Yes, the Stars ’n’ Bars are back in Iraq, in our self-styled role as guardian of the country, trying to change their government once again, for which we are sure the citizens must be grateful, since we obviously know how to run their country better than they do. Just stand back and watch, Abdul! (And ignore those thousands of dead American soldiers behind the screen.)

As of last week, we know that we’ll be sending 300 members of elite US forces, who should really just be considered ambassadors with submachine guns and killing knives, with the occasional flamethrower thrown in. The Pentagon informs us these highly skilled killing machines are just “advisors,” so you can be sure that they’ll be letting the Iraqi Army brass make all the critical decisions about how to combat an insurgency by various militias while the local gendarmes desert the cause.

The ostensible reason is that we’re doing all of this for stability in the Mideast, ignoring the fact that the Mideast has all the potential for stability as Lindsay Lohan. Did someone say “oil!”? Please usher that man from the room immediately!

If the US government is so concerned with protecting Iraq, who will we be offering lethal “advice” to next? We already came to Kuwait’s aid when Saddam Hussein’s troops got a bit frisky while President George “The Sane One” Bush was in charge. And you can bet if the insurgents re-take Iraq, they will have the taste for blood and turn a hungry eye to currently secure oil countries like Saudi Arabia (you know, where the 9/11 murderers came from), Dubai, and Qatar, whose rough-and-tough billionaire leaders haven’t worked a day in their lives.

While Barack Obama gets savaged by his critics if he so much as makes a perfunctory bow to a foreign leader, perhaps we should trot out the photo of President George ’‘The Stupid One” Bush strolling hand-in-hand with a Saudi Prince, or Donald Rumsfeld yucking it up with Saddam, to remind folks how much we love those boys sitting on the crude.

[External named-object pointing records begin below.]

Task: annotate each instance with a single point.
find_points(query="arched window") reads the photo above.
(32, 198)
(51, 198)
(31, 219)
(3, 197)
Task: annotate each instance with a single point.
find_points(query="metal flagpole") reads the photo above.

This meddling-in-countries-to-serve-corporate-interests is nothing new, mind you. Think back to those wonderful days when the US went into Central America under the flag of “instability” essentially on behalf of United Fruit Company, because some of those pesky hombres running their countries suggested UFC share their gelt from the plundering of bananas with the locals. “No, no, no, no,” said United Fruit under the guise of the US government, and quickly saw to those greedy dictators.

Imagine, them putting their country’s citizens ahead of America’s business interest. The nerve! (And for those of you who haven’t acquired your GED yet, hence the term “banana republics.” Stick with P&J for your educations, kids, and that Rhodes Scholarship is just down the tracks.)